3. Implementation Roadmap
Critical Path
- Months 1–3: Curriculum Modularization. Deconstruct the 6-month training into digital modules that can be integrated into Community College LMS systems.
- Months 4–6: Internship Engine Decoupling. Build a standalone placement platform that can accept students from both Year Up sites and partner colleges.
- Months 6–12: Pilot Site Conversion. Transition two existing high-cost physical sites into regional hubs that support multiple community college partners rather than hosting students directly.
Key Constraints
- Quality Control: The secret to Year Up success is the high-touch coaching. Community Colleges are historically under-resourced in this area.

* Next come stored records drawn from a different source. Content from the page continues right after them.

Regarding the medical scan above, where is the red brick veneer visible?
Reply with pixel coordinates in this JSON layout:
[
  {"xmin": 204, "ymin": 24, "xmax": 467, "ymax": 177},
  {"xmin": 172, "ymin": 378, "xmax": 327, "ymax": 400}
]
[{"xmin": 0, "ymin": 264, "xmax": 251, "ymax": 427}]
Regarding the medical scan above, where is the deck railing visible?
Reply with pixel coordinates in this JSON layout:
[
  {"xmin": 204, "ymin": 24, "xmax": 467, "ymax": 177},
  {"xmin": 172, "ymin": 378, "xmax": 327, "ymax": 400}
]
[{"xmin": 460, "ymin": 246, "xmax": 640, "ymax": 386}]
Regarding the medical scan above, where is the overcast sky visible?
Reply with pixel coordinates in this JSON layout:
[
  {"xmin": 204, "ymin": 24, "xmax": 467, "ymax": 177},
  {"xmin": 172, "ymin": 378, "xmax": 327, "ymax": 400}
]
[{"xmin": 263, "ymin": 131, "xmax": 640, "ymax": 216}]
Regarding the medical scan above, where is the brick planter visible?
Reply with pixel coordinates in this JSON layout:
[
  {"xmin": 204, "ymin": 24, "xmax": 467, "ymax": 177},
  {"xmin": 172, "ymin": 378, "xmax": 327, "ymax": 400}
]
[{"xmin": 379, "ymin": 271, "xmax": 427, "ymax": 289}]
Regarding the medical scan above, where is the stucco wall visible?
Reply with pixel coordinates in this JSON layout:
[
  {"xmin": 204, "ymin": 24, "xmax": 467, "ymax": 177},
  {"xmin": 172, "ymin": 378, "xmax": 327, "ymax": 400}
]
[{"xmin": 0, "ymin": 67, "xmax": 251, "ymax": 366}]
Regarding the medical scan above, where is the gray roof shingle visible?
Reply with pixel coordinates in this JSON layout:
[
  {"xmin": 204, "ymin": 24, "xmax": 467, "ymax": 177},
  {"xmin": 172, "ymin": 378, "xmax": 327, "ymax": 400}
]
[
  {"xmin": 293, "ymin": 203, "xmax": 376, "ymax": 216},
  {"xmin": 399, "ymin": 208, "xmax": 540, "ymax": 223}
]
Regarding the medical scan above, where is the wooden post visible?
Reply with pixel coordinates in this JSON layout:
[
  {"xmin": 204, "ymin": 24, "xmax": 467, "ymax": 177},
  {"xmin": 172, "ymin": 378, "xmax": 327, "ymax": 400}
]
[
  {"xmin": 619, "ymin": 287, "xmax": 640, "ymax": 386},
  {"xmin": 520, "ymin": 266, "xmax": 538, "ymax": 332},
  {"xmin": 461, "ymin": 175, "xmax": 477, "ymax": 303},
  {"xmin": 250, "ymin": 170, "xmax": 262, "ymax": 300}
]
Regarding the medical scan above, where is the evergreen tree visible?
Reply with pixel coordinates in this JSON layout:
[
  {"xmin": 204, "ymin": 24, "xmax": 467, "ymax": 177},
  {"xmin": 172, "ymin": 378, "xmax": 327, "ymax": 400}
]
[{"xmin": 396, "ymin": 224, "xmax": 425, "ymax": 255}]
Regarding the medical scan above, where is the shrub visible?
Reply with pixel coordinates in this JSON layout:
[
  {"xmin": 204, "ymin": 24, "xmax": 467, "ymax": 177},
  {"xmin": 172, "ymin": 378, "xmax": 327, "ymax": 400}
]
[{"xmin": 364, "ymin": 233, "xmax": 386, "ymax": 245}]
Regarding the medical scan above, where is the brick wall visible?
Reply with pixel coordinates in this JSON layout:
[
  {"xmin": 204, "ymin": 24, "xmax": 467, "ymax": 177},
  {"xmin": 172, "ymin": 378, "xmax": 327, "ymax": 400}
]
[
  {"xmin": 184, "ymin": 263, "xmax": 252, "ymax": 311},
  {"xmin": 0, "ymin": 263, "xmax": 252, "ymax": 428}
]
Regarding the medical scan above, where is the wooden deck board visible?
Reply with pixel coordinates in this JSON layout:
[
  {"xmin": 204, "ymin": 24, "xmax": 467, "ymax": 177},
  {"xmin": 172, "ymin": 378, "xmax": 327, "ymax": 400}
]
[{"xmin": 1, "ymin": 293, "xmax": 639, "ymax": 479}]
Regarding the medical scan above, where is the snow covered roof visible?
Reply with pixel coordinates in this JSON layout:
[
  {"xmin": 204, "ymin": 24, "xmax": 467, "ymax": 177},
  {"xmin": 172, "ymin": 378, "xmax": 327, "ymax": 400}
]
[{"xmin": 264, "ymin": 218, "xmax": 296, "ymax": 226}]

- Employer Trust: Corporate partners pay for the Year Up brand. If the quality of interns from college-integrated programs drops, the fee revenue disappears.
Risk-Adjusted Implementation Strategy
To mitigate quality degradation, Year Up must retain the Coaching and Placement functions in-house while outsourcing the Instruction and Facilities to colleges. This ensures the behavioral and professional standards—which employers value most—remain under Year Up control. A contingency fund of 15% of the expansion budget should be reserved for remedial training of college faculty.

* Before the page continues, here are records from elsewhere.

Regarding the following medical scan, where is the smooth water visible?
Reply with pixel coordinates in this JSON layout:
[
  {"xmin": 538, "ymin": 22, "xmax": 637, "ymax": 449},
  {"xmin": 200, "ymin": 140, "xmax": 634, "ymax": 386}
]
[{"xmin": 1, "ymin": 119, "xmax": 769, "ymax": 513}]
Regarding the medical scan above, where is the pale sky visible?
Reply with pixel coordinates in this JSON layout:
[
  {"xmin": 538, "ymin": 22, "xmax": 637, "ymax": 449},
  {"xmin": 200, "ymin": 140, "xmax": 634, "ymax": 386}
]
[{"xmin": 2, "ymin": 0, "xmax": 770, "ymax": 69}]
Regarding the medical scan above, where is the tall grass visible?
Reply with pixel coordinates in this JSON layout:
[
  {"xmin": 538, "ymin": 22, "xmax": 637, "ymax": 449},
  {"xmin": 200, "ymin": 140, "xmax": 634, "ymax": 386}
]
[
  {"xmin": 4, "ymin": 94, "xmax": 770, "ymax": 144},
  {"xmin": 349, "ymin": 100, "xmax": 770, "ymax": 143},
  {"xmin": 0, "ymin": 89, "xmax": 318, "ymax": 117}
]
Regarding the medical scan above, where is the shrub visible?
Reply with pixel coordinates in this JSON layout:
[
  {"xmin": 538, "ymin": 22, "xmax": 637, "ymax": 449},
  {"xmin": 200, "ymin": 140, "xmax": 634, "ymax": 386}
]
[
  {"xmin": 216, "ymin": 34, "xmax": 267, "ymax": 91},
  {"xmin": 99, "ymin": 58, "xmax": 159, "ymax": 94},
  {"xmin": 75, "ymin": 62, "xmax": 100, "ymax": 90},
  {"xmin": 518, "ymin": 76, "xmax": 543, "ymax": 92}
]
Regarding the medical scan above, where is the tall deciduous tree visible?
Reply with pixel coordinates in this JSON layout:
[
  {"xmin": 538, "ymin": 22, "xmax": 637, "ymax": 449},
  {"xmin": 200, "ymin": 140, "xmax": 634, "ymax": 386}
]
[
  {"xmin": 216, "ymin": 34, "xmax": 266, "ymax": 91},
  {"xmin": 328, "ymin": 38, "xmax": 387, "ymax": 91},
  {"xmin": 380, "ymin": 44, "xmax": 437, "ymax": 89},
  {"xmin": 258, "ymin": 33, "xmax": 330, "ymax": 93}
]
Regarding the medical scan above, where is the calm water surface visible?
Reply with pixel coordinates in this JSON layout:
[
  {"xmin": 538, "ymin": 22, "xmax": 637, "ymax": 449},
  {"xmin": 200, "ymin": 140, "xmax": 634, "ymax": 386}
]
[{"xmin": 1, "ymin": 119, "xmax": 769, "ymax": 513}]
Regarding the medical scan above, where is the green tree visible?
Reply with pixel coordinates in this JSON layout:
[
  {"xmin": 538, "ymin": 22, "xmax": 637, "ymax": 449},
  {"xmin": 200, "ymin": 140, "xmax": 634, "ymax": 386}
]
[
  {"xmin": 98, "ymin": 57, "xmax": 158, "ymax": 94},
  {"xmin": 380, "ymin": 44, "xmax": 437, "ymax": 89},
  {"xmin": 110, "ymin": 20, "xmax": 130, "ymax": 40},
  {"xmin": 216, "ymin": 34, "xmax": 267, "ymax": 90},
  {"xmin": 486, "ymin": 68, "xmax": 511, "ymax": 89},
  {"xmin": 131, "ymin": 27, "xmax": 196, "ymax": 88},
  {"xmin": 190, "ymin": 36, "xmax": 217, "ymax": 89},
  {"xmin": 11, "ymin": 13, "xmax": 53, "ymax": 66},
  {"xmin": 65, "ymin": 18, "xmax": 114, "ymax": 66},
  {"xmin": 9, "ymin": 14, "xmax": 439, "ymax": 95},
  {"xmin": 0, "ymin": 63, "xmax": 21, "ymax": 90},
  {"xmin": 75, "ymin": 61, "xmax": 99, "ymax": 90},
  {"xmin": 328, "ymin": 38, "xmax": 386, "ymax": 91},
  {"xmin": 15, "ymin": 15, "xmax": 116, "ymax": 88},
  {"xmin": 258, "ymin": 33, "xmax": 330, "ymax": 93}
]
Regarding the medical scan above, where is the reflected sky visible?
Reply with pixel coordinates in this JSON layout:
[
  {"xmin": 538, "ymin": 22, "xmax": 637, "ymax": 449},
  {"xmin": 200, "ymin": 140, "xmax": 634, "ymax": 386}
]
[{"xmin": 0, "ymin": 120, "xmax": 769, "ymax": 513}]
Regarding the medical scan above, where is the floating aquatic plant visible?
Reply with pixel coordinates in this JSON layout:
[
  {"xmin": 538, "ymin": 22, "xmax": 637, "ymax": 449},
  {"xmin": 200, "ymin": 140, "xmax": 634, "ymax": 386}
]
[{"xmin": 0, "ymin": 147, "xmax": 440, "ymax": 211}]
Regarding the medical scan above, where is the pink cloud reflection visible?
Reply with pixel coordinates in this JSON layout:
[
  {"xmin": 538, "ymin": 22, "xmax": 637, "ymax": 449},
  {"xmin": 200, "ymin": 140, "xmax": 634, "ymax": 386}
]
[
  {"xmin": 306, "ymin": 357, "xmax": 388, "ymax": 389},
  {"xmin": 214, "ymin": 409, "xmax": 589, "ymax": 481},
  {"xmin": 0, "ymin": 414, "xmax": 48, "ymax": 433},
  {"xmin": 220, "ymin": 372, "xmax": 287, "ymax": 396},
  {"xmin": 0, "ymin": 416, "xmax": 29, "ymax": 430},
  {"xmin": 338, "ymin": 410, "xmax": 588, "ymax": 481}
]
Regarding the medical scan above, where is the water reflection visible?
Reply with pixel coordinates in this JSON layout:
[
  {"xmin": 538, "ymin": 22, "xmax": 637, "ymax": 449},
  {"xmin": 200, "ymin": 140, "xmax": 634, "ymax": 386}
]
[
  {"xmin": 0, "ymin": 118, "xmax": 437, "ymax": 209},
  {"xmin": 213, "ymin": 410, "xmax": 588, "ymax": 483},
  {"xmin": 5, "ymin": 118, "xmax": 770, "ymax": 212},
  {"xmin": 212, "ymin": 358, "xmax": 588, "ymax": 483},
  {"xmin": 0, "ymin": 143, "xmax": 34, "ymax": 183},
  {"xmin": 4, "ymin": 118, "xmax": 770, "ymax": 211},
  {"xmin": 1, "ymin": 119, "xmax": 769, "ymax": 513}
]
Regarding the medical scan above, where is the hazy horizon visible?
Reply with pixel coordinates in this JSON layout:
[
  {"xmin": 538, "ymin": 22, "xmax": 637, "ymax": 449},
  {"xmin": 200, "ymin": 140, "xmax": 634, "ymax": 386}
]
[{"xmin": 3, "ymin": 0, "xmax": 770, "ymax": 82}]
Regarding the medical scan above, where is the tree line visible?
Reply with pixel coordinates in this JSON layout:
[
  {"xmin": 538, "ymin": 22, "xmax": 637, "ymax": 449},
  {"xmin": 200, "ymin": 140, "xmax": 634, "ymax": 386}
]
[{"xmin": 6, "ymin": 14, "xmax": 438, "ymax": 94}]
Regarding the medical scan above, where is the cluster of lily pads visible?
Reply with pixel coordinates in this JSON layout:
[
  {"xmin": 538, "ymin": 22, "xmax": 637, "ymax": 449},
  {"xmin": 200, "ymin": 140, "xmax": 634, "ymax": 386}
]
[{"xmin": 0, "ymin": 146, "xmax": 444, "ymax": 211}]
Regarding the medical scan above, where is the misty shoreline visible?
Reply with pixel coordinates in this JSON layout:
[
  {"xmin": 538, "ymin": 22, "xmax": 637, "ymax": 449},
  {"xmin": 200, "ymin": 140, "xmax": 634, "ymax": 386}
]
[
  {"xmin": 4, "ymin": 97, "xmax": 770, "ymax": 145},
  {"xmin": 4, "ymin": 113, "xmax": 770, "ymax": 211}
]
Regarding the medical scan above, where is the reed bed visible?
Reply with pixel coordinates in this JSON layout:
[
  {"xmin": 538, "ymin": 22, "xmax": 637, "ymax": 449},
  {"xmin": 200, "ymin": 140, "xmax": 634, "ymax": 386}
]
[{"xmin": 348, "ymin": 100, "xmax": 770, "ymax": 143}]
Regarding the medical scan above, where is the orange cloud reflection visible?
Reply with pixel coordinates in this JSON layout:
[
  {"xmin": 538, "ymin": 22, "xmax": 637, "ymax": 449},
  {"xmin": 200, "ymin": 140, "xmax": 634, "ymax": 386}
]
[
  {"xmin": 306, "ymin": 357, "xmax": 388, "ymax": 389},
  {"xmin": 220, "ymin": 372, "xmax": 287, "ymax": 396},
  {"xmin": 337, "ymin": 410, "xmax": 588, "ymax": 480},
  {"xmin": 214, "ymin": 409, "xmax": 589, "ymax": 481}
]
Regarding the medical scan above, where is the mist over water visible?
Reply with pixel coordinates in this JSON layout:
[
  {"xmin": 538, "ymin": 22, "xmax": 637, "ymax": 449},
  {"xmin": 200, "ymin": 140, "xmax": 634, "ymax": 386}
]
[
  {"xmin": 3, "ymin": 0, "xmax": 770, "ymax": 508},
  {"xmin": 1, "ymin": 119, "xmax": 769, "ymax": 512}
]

4. Executive Review and BLUF
BLUF
Year Up must exit the direct-delivery business. The current model is a financial dead-end that scales linearly with philanthropic demand, making the goal of reaching 100,000 students annually impossible. The organization should pivot to a licensing and certification model. By embedding the Year Up curriculum into the Community College system and focusing exclusively on the high-margin internship placement and professional coaching, Year Up can reduce its cost-per-student by 60% while maintaining the quality of the talent pipeline. This is a shift from being a service provider to becoming the national standard for middle-skill credentialing.
Dangerous Assumption
The most dangerous assumption is that the Community College infrastructure can absorb the Year Up methodology without the high-intensity culture that Chertavian built. Community Colleges often prioritize enrollment over completion; Year Up prioritizes outcomes over all else. This cultural misalignment could lead to a catastrophic drop in intern performance, destroying the brand's credibility with corporate partners.
Unaddressed Risks
- Disintermediation Risk: As skills-based hiring becomes mainstream, large employers (e.g., Google, Amazon) may build their own internal training programs, bypassing Year Up entirely. (Probability: High; Consequence: Severe).
- Regulatory Shift: Changes in federal Pell Grant eligibility for short-term vocational programs could either provide a massive tailwind or a sudden funding vacuum. (Probability: Moderate; Consequence: High).
Unconsidered Alternative
The team failed to consider a Pure-Play Employer Consulting model. Instead of training students, Year Up could consult for Fortune 500 companies to re-engineer their entry-level jobs and hiring filters. This would address the Opportunity Divide at the source—the employer—rather than trying to fix the candidates to fit a broken system. This path has the lowest capital requirement and the highest potential for systemic impact.